I was disappointed to see that 5280 recently compared "Denver's Best High Schools" [August] as though they were mojito bars. The problem with judging schools based on SAT scores is that these criteria have much less to do with the school's impact and more to do with the students' families' educational background and income. Disciplinary problems and dropout rates are under-reported. The number of AP classes offered is determined not by a school's quality, but by its size. The important and difficult question that will determine a school's quality is what value does the school actually add to a student's education? To do this analysis one must take into account student demographics and then look at what value the schools add to those students.
Education Program Officer, Piton Foundation
The criteria used to determine "Denver's Best High Schools"—while not altogether unimportant—miss criteria far more important.
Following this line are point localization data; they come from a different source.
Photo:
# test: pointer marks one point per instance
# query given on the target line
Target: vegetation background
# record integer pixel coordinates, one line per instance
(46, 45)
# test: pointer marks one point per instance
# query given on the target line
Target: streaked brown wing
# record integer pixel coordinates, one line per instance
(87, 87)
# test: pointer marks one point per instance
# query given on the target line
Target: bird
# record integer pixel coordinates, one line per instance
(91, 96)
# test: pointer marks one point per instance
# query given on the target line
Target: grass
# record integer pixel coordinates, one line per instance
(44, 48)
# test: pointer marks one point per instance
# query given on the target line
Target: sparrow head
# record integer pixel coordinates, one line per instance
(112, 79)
Beyond factors such as student-teacher ratio and discipline, schools must be evaluated on what they do to prepare children for a global, integrated economy. For that we need students who can think abstractly and creatively—imagining things that have never been.
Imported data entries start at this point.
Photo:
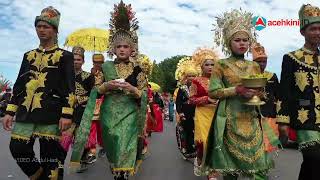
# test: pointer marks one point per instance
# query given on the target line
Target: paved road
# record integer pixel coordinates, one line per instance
(163, 164)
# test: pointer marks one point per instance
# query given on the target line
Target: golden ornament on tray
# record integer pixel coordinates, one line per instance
(257, 81)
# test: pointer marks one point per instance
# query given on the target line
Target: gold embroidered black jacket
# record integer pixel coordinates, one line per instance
(299, 102)
(44, 89)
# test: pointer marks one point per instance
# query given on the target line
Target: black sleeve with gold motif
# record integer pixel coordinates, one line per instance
(68, 85)
(19, 87)
(285, 90)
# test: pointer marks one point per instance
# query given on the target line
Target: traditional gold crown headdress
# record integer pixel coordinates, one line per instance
(123, 26)
(145, 63)
(186, 67)
(308, 14)
(203, 54)
(228, 24)
(78, 50)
I just finished your wonderfully written article about Michael Andre ["Hard Case," September]. I'm writing to thank you for composing such a touching piece about my close friend. It's such a tragedy that what happened actually happened, and it's nice to know that now all of Denver will realize what a great man he was. Andre was my lunch date every other Friday at the Diamond Cabaret. He was a sparkling individual. His smile was contagious and his laughter made everyone around him laugh with him. Thank you for telling the world about him and all he did to help those around him.